People of Color in U.S. More Likely to Breathe Six Types of Air Pollution, Study Finds

In another example of environmental racism, new research has found that people of color in the U.S. are more likely to breathe in six major types of air pollution.

The research, published in Environmental Health Perspectives Wednesday, found that overall air pollution levels had decreased during the study period, but disparities in exposure persisted along racial and ethnic lines.

“This is the first time anyone has looked comprehensively at all these main pollutants and watched how they vary over time and space,” senior author and University of Washington (UW) professor of civil and environmental engineering Julian Marshall said in a UW press release. “This paper is a chance to recognize that, while every community is unique, there are some factors that play out over and over again consistently across our country. If we go state by state, there’s no place where there are no environmental justice concerns.”

The UW-based research team looked at six major air pollutants: nitrogen dioxide, carbon monoxide, ozone, sulfur dioxide, larger particulate matter (PM10) like pollen or dust and smaller particulate matter (PM2.5) like car exhaust.
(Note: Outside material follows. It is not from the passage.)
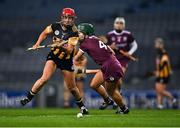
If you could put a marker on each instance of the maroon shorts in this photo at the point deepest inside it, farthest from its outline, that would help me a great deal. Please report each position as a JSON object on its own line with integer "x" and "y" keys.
{"x": 112, "y": 70}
They considered the years 1990, 2000 and 2010 and compared air pollution models to census data including where people lived, their racial or ethnic background and their income.

“For all years and pollutants, the racial/ethnic group with the highest national average exposure was a racial/ethnic minority group,” the study authors concluded.
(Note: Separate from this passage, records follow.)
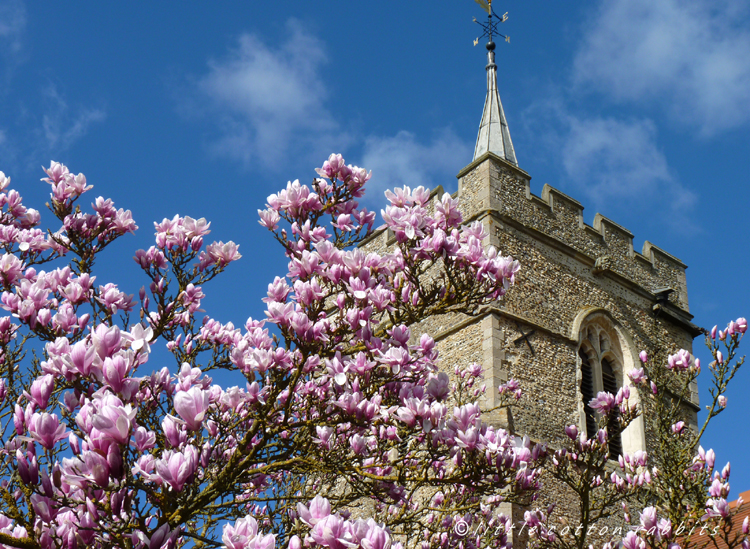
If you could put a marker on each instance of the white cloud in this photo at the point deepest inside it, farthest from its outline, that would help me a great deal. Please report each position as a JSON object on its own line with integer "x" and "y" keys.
{"x": 691, "y": 57}
{"x": 611, "y": 161}
{"x": 271, "y": 100}
{"x": 401, "y": 160}
{"x": 60, "y": 129}
{"x": 12, "y": 26}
While disparities did decline along with overall pollution levels between 1990 and 2010, they did not disappear, and occurred regardless of income or whether communities lived in urban or rural areas.

The researchers calculated both absolute and relative disparities. They determined absolute disparities by subtracting pollution exposure for each group from the state average and relative disparities by dividing the absolute disparity by average exposure across the country.
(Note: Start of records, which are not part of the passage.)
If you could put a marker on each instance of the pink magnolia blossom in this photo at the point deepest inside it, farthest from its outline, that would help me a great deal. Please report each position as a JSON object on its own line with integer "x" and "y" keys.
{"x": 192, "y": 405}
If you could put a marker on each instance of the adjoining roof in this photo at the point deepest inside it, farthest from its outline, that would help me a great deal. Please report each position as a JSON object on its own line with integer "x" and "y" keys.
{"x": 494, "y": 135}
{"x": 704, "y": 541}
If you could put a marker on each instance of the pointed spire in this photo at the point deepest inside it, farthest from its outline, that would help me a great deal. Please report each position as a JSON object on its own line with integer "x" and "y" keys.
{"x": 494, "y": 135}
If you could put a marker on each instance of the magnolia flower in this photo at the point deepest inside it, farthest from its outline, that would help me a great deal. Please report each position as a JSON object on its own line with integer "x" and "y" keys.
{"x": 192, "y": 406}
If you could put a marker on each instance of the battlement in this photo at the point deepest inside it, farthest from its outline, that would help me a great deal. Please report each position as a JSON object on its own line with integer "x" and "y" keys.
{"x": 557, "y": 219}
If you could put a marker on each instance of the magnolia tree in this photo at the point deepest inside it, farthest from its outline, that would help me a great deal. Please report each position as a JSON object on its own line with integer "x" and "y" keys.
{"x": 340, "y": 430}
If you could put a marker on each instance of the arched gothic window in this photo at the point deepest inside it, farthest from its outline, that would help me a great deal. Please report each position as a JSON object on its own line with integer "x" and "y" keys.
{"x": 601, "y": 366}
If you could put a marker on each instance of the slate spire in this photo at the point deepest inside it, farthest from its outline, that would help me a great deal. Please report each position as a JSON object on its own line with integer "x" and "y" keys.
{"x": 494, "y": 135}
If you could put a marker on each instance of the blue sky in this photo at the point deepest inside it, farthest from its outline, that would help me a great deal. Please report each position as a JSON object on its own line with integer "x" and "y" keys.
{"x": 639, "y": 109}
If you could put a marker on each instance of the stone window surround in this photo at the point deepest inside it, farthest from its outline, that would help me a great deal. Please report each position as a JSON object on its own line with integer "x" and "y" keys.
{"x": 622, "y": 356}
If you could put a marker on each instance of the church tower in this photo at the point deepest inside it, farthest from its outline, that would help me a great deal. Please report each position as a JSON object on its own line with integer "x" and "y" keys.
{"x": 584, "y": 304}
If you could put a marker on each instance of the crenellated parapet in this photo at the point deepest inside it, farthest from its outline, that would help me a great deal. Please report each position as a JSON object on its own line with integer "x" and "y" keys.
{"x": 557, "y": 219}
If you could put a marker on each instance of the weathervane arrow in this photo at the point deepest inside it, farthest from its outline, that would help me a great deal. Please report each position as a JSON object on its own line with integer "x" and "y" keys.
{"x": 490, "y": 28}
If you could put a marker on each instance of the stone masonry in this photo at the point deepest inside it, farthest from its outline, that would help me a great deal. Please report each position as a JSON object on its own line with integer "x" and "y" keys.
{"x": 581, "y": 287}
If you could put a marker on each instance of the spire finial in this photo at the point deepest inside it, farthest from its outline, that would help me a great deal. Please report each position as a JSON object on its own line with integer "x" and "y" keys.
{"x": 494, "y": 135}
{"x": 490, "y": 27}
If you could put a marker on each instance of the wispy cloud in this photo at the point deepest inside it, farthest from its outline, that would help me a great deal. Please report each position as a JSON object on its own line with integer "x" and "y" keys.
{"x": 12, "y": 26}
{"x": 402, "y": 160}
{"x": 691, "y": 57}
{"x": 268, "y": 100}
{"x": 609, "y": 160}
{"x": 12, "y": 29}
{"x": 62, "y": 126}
“Relative disparities allow us to compare across pollutants,” lead author Jiawen Liu, a UW doctoral student in civil and environmental engineering, said in the press release. “Each pollutant will have a general range of exposure, but when you divide by the average it gives you a basis for how big or small that exposure disparity is.”

The researchers found that both absolute and relative disparities had declined over time, but relative disparities have not declined as quickly and are worse than the average for all non-white minority groups.

The research builds on previous findings that communities of color are more likely to be exposed to pollution. A study published in April, for example, found that people of color in the U.S. were more exposed to particulate matter pollution regardless of income or location.

This means the findings won’t be a surprise to the members of communities actually impacted by these pollutants. One such person is South Los Angeles resident Iretha Warmsley, who acts as a clean air ambassador for her historically Black community. Warmsley, who suffers from asthma, told The Guardian that conditions have improved with the shuttering of some factories, but freeways and local businesses continue to emit.

“They put in businesses wherever they feel like it,” Warmsley said. “They don’t consider human lives. It’s not healthy for anyone. But we’re the last ones [to consider] when it comes to cleaning up the community.”

There is increasing evidence that exposure to air pollution is a major public health problem, contributing to a range of ailments from cancer, to heart disease to cognitive problems, the press release said. It also lowers life expectancy and can increase the risk of COVID-19, according to The Guardian.

While the communities disproportionately exposed to it have long been aware of the injustice, it’s still important to document the disparities for science, Liu and Marshall said in the press release.

“Essentially, our research is showing these disparities exist,” Liu said. “We’re trying to catch people’s attention and show what is happening now. We hope this information will motivate change.”